The bad news is that the Modesto Nuts’ lone representative in the game, which will be played June 17 in Wilmington, Del., has been on the disabled list since May 22 after breaking his left pinky and might not be able to play.
“We’re evaluating him on a day-by-day basis and we’re hoping that by the end of this weekend we’ll have an idea of when he’ll be able to play,” said Modesto manager Don Sneddon. “The consensus is that if he can’t get a game in before the All-Star Game he wouldn’t go.
Story took full swings with both hands in the cage on Wednesday and took ground balls at shortstop during batting practice.
“The finger feels good,” Story said. “I’m progressing pretty good and it feels better every day.”
When asked how many games he’d need to play before considering himself ready to play in an all-star game, Story said he wasn’t sure.

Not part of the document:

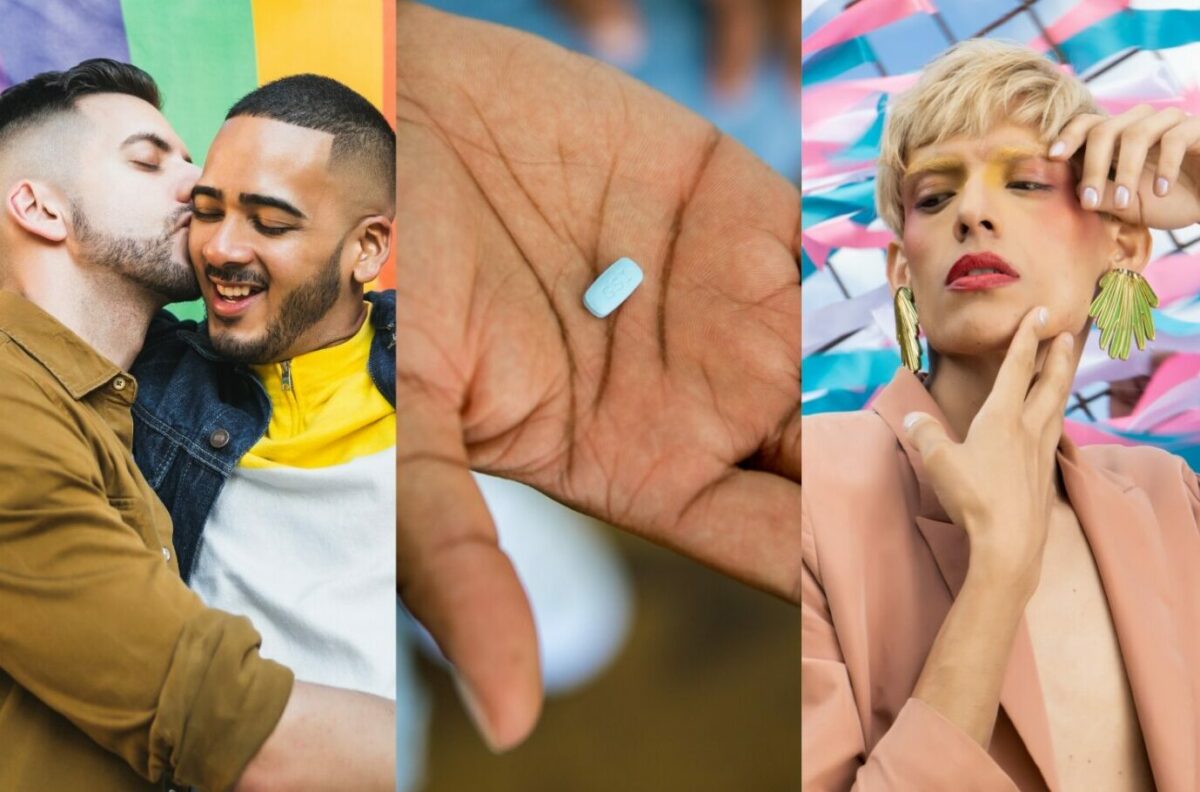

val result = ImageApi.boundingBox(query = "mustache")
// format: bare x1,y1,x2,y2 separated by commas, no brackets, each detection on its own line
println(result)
204,264,268,289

“I could come back feeling pretty good and not miss a beat, or I could be off on my timing and it could take longer,” Story said. “I’d say I could be ready in three to five games. The stitches are out and it’s closed-up and looking good.”

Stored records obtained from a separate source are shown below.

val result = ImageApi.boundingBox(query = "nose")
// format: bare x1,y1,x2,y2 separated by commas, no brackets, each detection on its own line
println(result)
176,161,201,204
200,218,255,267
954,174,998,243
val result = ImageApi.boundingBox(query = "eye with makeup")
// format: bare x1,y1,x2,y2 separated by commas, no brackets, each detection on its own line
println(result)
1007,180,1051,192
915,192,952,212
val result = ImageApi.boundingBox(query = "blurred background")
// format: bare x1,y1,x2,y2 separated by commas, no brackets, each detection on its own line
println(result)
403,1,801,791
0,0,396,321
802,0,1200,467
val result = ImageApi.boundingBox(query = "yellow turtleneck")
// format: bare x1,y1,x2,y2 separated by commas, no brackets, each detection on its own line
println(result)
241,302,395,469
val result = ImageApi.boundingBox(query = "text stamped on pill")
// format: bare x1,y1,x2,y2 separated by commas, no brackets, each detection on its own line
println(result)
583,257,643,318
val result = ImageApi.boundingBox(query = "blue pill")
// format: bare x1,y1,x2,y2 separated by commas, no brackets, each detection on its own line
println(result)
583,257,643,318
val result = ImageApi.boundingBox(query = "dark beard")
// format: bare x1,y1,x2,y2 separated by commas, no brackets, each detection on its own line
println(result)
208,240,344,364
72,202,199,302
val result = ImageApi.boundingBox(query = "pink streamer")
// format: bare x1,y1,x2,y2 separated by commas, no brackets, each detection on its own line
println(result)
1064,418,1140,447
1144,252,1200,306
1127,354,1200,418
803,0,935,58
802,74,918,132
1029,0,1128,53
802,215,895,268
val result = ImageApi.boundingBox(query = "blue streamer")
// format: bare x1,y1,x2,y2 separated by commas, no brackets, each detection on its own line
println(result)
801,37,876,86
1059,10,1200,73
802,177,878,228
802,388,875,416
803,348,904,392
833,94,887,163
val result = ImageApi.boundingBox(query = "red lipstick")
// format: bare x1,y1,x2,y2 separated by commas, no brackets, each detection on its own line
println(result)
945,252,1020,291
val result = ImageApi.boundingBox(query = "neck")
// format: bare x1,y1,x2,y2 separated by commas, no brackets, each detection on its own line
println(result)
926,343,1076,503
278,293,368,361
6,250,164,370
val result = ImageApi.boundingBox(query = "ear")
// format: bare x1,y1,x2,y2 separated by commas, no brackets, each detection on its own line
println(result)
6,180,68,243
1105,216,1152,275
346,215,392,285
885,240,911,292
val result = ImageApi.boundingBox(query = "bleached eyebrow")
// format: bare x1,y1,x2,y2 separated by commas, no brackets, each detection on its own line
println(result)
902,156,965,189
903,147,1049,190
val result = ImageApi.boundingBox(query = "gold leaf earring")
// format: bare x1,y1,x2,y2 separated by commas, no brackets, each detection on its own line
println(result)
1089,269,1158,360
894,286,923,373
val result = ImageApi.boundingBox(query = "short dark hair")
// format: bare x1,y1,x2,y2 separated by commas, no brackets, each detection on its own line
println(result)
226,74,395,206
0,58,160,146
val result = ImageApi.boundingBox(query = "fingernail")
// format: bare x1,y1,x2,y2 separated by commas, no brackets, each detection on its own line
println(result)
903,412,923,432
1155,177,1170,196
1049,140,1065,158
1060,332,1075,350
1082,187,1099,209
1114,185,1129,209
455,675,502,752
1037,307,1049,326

Story wants to play in the game, and the Rockies like their prospects to participate in showcase events. On the other hand, they certainly don’t want to rush Story back into action.
“A lot of it is going to come down to his pain tolerence,” Sneddon said. “We wouldn’t send him back there unprepared and without having played for three weeks. I’m optimistic.”

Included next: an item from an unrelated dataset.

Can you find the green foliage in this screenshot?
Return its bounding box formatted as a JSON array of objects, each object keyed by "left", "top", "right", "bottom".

EDDIE BUTLER GETS THE CALL
Starting pitcher Eddie Butler, who was 4-4, 2.49 in 11 starts this season for Double-A Tulsa, has been called up to the Colorado Rockies and will start Friday’s game at Coors Field against the Los Angeles Dodgers.
Butler spent most of the 2013 season in Modesto, going 3-4, 2.39 in 13 starts. When he appears on Friday he’ll become the first former Nut to make his debut with the Rockies this season.
The callup was a particular source of pride for Modesto pitching coach Dave Burba. It’s always a thrill for minor league coaches to see their former players reach the majors, and Butler represents the first player coaches by Burba to reach The Show.
“I’m excited and I wish I could see it,” said Burba, who pitched in the major leagues for 15 years. “I feel he’ll be OK if he goes and doesn’t try to overdo it and doesn’t get caught up in the glamour and the thrill of being there, and doesn’t get into thinking that he needs to do extra.
“I think if he can avoid all that, we’re going to see a guy who will open some eyes.”